Kristina Caffrey, a lawyer for Ultra Health also spoke about the legality of mandating labor agreements. Caffrey said that while labor agreements may sound like a good idea, there is nothing in state or federal law that allows those agreements to be mandatory. 

“The New Mexico Constitution does not have a good idea clause,” Caffrey said. “And what I mean by that is just because something is a good idea, an agency does not automatically have the authority to implement that idea.”

Ben Lewinger, the executive director of the New Mexico Cannabis Chamber of Commerce, argued that requiring a labor agreement through rules, when the Cannabis Regulation Act was ultimately amended to remove any labor union requirements, demeans the role of lawmakers.    

“Attempting to pass this rule now, in this manner, skirts the statutory authority of the Legislature and deprives all New Mexicans of the transparent ongoing discussion that is already underway by elected lawmakers,” Lewinger said. “This is a complex policy issue for a new and complex industry, and I urge the CCD and RLD to ensure that there is adequate policy discussion in the appropriate setting—the Legislature—and that a hastily crafted labor peace agreement rule is not forced through, administratively in the 11th hour.”
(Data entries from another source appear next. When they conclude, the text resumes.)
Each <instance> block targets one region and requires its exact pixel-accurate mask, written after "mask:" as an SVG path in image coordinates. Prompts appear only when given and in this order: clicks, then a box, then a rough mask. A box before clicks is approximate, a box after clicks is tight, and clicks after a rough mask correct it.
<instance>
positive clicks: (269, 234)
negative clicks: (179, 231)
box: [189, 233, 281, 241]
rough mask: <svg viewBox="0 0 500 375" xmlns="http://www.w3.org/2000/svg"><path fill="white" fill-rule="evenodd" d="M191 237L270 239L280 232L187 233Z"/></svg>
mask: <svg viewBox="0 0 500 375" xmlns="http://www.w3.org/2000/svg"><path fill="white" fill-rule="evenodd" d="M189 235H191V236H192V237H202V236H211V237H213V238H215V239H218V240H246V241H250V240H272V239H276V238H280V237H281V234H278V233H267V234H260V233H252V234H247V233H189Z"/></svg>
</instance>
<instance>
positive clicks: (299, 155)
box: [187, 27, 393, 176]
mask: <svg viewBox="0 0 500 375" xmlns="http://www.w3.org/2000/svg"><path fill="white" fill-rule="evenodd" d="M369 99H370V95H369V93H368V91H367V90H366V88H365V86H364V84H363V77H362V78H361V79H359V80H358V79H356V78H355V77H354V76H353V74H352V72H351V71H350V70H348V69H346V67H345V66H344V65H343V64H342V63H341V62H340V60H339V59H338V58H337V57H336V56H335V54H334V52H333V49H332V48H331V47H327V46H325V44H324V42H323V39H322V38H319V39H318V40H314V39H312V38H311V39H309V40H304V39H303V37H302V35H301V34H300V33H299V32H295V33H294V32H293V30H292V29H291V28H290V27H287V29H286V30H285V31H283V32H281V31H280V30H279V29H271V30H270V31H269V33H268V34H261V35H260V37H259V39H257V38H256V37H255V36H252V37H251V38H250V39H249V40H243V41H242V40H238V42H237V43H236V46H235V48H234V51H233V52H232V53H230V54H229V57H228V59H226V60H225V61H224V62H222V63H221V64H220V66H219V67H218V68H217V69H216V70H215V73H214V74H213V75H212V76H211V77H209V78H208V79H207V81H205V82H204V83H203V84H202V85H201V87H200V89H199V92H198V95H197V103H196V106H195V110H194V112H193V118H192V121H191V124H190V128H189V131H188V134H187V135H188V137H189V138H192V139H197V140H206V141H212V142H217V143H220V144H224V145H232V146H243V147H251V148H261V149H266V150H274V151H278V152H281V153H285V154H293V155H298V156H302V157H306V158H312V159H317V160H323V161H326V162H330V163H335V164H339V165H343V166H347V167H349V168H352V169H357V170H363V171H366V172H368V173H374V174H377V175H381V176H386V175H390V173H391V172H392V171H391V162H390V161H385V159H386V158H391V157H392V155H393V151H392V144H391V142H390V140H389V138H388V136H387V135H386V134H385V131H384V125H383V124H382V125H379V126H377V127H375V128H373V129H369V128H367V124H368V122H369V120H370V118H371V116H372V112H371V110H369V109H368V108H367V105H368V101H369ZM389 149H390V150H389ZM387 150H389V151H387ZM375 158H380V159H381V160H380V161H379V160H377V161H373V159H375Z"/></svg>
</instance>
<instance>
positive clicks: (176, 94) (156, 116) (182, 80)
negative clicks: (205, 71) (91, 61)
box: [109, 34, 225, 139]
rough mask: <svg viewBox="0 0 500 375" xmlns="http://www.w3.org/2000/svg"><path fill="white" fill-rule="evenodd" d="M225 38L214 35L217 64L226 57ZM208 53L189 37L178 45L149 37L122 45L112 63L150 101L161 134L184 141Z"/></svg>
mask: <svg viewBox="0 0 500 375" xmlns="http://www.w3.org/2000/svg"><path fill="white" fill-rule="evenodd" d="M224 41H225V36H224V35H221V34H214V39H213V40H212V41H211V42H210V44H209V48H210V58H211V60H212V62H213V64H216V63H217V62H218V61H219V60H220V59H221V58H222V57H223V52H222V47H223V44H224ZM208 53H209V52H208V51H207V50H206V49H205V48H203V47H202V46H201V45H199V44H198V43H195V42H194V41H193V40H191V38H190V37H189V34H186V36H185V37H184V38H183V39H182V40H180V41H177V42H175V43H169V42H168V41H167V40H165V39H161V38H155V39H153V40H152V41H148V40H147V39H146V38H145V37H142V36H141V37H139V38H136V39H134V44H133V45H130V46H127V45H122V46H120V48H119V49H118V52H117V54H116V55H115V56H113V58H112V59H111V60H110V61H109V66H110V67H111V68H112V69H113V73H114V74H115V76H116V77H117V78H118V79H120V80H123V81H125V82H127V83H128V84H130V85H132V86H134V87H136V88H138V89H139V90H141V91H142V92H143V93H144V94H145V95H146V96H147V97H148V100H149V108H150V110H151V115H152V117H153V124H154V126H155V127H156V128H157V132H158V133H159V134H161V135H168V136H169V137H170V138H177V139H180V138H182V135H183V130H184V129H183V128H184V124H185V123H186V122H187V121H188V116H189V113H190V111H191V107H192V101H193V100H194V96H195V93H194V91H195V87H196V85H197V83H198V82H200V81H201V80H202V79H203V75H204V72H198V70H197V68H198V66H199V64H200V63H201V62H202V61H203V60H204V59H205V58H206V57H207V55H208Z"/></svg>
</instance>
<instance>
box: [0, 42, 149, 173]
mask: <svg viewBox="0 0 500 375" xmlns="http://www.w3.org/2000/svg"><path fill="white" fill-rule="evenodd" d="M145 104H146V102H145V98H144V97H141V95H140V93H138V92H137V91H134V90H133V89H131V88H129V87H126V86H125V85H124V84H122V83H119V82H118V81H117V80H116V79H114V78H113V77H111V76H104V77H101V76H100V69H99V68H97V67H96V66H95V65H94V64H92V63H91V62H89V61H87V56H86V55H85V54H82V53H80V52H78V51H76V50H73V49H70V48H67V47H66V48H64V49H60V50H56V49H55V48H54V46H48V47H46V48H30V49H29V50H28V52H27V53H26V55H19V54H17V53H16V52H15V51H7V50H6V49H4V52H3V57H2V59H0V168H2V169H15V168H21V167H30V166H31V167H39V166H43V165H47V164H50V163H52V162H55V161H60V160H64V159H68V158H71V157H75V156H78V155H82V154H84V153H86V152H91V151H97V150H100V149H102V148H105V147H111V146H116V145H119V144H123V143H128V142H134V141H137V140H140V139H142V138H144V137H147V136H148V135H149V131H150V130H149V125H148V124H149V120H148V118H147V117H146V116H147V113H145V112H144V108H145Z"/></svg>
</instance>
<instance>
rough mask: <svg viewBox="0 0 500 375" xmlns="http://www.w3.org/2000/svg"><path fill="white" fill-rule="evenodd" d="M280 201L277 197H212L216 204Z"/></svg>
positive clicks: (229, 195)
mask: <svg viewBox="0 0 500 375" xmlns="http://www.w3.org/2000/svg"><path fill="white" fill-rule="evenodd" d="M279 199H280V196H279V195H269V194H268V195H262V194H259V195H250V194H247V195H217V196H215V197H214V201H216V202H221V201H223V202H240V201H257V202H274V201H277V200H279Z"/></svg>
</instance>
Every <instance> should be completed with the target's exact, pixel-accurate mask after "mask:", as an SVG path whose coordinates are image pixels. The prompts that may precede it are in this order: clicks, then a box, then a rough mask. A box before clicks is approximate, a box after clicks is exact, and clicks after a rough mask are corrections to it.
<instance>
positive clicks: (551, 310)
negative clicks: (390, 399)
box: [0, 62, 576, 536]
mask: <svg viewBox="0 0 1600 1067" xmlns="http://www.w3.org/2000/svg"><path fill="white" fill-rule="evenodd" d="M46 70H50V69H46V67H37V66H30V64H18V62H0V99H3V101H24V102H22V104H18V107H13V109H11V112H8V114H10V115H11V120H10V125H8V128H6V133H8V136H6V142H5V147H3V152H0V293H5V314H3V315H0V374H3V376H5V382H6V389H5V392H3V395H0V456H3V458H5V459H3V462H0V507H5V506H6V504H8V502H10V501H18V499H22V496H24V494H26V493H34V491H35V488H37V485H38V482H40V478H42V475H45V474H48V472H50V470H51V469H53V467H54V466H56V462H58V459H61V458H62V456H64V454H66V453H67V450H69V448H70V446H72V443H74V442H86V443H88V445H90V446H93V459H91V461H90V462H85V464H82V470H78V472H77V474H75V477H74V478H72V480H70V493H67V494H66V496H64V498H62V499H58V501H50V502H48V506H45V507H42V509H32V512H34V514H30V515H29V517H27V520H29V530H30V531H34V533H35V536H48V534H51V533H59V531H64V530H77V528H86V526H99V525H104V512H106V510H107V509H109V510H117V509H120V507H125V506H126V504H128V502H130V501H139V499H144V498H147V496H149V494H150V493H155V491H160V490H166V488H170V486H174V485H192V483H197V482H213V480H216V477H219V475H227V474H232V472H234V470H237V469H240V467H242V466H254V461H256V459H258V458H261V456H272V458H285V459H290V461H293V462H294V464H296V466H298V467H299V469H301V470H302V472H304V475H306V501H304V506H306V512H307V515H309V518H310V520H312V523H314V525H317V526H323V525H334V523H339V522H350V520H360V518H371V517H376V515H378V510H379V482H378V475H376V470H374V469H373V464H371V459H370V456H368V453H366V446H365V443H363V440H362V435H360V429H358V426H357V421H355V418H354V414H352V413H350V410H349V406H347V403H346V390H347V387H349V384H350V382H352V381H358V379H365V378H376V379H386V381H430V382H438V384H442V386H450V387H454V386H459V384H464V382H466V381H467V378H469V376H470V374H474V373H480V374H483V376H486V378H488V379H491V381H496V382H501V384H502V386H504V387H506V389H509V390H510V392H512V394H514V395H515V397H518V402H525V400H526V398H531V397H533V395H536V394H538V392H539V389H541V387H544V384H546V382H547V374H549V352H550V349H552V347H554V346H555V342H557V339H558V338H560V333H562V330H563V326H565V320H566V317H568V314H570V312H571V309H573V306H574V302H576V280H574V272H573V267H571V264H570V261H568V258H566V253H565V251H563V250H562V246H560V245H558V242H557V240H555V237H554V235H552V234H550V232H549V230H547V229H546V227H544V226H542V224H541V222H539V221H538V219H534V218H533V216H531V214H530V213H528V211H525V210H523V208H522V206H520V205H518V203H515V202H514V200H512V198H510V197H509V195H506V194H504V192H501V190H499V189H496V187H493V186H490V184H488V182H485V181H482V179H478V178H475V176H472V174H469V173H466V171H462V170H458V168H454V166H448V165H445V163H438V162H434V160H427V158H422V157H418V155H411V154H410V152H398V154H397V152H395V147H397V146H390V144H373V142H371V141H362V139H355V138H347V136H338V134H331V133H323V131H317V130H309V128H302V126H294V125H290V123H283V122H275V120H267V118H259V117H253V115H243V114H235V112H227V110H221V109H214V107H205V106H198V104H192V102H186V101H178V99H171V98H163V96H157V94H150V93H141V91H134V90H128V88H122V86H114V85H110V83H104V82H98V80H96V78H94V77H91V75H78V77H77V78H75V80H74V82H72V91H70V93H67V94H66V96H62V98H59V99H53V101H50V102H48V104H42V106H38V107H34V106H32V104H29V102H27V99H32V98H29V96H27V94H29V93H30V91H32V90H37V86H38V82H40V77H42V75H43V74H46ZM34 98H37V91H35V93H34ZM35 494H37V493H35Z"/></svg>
Tony Martinez, a co-owner of Lava Leaf Organics, the first company to receive a cannabis business license from RLD, said that he is not against employees seeking union representation in certain circumstances. But, Martinez said, requiring union agreements this early on will hinder companies like his from establishing their own fair working practices.  

“We’ve been investigating employee-owned and cooperative business models and we just feel like at this time, this isn’t the time and this rulemaking process isn’t the place to implement these types of procedures.”

Wednesday’s hearing was only an initial stage of finalizing the rules and the hearing officer will still have to finalize and send his report to RLD for final approval. Changes could still be made to the proposal without another public hearing and Superintendent Trujillo has the final approval power.